Ska-gwats, a shaman, was jealous of the power and reputation of Doquelbulth, and sought to kill him. He prepared four long sharp needles with which to stab him. As he sat singing his hatred to Doquebulth, the Changer came by. Ska-gwats did not recognize him. Doquebluth said, "What are you singing about? Sing it again."

The answer was, " I am making needles with which to kill Doquebluth."

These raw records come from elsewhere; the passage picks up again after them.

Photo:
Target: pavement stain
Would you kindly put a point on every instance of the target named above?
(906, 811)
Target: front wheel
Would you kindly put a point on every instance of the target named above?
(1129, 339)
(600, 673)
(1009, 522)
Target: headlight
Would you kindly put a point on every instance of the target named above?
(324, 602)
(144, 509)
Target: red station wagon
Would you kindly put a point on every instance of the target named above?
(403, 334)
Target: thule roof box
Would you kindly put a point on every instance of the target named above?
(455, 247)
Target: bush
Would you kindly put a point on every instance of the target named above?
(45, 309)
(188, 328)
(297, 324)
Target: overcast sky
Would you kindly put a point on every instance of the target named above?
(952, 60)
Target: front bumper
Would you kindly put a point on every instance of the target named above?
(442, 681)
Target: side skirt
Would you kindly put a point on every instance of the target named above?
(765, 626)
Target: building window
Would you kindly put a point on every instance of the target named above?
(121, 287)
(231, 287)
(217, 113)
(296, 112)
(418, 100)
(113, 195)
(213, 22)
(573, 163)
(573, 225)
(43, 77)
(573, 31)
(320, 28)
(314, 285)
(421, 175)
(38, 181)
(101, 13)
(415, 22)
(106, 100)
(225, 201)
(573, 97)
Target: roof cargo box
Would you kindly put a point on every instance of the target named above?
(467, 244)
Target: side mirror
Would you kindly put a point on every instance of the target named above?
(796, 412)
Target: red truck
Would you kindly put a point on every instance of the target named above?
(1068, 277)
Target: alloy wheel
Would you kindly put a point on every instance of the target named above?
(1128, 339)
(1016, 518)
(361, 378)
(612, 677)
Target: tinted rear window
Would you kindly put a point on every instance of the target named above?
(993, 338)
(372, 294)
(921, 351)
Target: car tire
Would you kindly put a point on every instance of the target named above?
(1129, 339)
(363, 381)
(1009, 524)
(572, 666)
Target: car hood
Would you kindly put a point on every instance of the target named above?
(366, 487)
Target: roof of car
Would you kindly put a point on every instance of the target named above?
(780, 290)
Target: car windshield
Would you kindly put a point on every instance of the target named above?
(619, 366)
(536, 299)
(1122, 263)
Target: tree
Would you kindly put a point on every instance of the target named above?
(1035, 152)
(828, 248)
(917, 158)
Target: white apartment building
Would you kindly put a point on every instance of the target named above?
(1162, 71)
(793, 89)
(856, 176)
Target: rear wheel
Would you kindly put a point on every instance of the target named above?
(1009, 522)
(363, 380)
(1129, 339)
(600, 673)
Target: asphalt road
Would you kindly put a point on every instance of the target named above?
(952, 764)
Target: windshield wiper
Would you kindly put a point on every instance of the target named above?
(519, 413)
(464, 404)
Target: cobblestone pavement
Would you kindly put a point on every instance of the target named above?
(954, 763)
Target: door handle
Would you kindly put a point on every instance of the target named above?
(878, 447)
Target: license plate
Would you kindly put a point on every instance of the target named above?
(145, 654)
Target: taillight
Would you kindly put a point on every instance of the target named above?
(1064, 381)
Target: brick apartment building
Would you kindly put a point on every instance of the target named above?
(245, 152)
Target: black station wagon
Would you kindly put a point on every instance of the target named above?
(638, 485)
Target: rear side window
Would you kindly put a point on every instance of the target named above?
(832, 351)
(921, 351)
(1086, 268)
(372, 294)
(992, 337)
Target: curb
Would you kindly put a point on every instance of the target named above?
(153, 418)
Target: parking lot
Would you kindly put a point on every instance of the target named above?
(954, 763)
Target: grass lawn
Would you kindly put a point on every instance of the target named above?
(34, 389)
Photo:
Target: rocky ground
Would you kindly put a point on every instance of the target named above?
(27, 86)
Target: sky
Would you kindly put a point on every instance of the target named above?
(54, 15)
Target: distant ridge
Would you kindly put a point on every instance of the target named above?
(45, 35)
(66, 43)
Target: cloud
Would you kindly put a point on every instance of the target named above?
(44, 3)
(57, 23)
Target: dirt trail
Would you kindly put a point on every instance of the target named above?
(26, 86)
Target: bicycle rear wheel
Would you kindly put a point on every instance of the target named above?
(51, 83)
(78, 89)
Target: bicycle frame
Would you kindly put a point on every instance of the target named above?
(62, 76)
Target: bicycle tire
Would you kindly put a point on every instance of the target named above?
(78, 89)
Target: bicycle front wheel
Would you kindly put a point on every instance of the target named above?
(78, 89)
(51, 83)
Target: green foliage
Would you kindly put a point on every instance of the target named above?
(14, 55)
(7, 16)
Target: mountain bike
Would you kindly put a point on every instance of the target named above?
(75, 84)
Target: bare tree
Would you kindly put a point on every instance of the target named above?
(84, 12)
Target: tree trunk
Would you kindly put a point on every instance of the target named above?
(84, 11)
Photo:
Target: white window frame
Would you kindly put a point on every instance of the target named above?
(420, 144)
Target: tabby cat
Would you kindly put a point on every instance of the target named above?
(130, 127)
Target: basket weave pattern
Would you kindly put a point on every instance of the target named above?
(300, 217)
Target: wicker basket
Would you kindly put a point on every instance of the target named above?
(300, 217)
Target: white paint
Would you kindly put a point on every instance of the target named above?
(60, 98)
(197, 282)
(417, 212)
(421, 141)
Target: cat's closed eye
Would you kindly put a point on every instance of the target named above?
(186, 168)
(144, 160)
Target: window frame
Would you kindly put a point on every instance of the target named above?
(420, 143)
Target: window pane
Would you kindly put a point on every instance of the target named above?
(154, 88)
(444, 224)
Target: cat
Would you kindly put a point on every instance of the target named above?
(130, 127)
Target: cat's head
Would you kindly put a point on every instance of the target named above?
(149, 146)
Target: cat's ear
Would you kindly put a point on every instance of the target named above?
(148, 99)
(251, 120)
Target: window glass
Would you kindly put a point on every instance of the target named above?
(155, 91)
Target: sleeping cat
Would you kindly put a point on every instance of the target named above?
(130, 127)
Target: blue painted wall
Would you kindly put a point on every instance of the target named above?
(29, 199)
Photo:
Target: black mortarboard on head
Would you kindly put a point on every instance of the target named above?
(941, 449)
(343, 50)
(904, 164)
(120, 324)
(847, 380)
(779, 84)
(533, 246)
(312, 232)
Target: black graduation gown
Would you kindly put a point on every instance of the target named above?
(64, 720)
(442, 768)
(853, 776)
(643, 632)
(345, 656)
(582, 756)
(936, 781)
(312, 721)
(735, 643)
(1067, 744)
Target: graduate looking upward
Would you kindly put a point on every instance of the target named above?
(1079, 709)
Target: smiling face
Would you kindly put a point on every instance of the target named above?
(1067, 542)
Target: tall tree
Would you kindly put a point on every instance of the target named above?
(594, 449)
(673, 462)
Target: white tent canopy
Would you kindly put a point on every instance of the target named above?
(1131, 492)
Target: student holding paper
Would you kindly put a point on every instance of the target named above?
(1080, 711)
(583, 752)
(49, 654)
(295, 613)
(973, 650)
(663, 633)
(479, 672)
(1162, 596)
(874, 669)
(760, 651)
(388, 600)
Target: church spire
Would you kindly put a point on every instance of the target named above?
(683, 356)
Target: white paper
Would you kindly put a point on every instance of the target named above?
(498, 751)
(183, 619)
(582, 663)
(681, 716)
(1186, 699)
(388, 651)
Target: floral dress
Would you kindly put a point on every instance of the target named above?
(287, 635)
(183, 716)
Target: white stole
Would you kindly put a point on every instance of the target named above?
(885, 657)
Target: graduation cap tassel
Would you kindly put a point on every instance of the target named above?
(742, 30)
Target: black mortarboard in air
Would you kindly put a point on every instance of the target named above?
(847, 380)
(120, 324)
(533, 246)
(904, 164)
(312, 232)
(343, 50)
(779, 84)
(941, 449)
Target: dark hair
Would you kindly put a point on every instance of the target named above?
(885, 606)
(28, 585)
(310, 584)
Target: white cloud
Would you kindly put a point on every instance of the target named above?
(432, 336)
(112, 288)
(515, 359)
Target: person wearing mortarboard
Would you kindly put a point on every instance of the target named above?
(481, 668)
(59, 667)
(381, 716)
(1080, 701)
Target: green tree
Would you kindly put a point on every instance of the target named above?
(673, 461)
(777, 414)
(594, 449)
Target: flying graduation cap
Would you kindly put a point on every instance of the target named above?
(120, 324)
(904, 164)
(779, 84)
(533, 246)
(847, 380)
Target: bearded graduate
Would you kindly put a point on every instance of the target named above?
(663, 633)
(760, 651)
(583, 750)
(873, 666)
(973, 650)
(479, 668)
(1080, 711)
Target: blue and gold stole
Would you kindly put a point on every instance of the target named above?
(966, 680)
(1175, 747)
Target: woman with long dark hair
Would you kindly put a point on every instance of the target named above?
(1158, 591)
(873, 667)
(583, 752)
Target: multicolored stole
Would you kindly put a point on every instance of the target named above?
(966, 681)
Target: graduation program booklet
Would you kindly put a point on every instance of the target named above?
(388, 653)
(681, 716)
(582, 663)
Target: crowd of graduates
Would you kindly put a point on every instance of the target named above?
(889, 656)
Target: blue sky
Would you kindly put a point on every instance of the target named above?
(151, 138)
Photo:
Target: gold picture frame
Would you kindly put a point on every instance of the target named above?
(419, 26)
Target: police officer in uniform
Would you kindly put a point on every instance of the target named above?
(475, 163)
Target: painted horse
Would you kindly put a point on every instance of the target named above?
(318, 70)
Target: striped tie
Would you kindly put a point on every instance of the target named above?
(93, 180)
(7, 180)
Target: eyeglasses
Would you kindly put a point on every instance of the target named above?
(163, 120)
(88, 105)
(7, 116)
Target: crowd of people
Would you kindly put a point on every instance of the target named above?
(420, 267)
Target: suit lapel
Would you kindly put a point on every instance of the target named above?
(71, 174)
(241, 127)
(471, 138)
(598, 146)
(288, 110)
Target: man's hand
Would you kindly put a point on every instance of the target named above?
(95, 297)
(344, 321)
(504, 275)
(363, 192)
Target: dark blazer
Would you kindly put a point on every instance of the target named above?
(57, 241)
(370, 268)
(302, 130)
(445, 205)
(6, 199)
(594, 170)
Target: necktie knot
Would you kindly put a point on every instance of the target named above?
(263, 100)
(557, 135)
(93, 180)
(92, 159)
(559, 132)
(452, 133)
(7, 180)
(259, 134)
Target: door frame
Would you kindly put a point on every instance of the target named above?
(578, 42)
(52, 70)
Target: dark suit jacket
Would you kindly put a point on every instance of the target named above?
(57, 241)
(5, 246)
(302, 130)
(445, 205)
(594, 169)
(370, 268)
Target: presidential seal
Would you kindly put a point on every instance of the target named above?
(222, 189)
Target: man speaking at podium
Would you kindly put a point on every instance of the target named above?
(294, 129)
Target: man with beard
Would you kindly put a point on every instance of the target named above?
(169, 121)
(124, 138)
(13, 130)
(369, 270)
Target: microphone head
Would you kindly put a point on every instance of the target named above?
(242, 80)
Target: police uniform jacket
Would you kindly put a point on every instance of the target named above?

The Changer asked for the needles and having received them, suddenly seized Ska-gwats and thrust them into his legs and arms, struck him a blow, changed him into a deer saying" You were not made for a warrior, but to be eaten as food."

And Ska-gwats, the deer has the bone needles in his ankles to this day.

TU-BA-DY, A SWAMP SPIRIT

Tu-ba-dy is a spirit of the swamp and thickets. When the Squally-absch hear the voice of Tu-ba-dy they become lost and wander aimlessly about. Tu-ba-dy does no damage to the person, no one can see it, but simply to hear its voice causes one to become lost, prevents one from knowing the right direction or finding one's way home. In all cases where persons are lost in the woods, it is because they have heard the cry of Tu-ba-dy who turned them in the wrong direction.

ZACH-AD

Zach-ad is another spirit of the swamps. It is heard to cry at night in the swamps, in dense woods, or other lonely places, but particularly out near Spanaway Lake. It is derived from the Squally word, "to cry." When one's relative or friend dies the voice of this spirit is an omen of death. Not that it will cause the death, for it merely announces a fact known to it through its intimacy with the spirits of the dead from Otlas-skio.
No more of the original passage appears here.